Workers who are offered 401(k) plans, or similar employee-funded arrangements, exhibit more proactive retirement savings behaviors, demonstrate higher levels of knowledge about retirement investing, and are more confident in their ability to retire comfortably, according to a new survey.
The survey, by the Transamerica Center for Retirement Studies, polled nearly 3,600 U.S. workers, and found that the availability of a plan is highly correlated to proactive saving behaviors beyond simply providing a vehicle to save. For example, workers who are offered a plan started saving at a median age of 28 (two years before those without plans)allowing more time to contribute and potentially grow their savings. Of those who are offered a plan, more than three out of four (77 percent) participate in the plan and two-thirds (66 percent) are saving for retirement outside of the plan provided by their employer.
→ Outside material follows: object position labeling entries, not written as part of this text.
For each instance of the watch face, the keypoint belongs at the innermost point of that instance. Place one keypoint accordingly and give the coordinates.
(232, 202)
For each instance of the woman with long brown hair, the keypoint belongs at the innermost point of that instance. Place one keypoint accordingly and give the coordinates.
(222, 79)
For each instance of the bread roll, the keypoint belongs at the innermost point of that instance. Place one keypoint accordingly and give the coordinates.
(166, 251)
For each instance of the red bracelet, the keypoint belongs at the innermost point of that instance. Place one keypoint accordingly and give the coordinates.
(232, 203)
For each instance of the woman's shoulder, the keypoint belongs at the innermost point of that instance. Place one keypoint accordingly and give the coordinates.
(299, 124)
By comparison, only 57 percent of those not offered a plan are saving outside of work.
Workers offered an employee-funded savings plan also appear to be at a distinct advantage because they are more likely to have a retirement savings strategy; 61 percent have developed some form of a retirement savings strategy, compared to only 40 percent of workers without an employee-funded plan. They also demonstrate a better understanding of the fundamentals of retirement investing.
Although retirement confidence is lacking among most workers, the survey found that workers who are offered a 401(k) plan or similar arrangement are more likely to agree that they are building a large enough retirement nest egg (45 percent), compared to those workers who are not offered a plan (27 percent),
Significantly more workers without a plan expect to retire after the age of 70 or not at all (47 percent, versus 36 percent with a plan). More workers without plans expect to rely on Social Security as their primary source of retirement income (31 percent versus 20 percent).
Workers at large companies are more likely to be offered a 401(k) or similar plan (80 percent) than those of small companies (60 percent). Fewer than half of the part-time worker respondents (48 percent) indicated that their company offered them a plan, compared to 82 percent of full-time workers. Part-time workers at small companies are even worse off: only 33 percent are offered a plan.
Workers in their 20s (57 percent) are less likely to be offered a plan than those in their 30s (77 percent), 40s (76 percent), 50s (72 percent), or 60s (66 percent). Sixty-seven percent of women surveyed indicated that they are offered a plan by their employers, compared to 74 percent of men who were surveyed. Only half of women who work part-time are offered a plan (50 percent).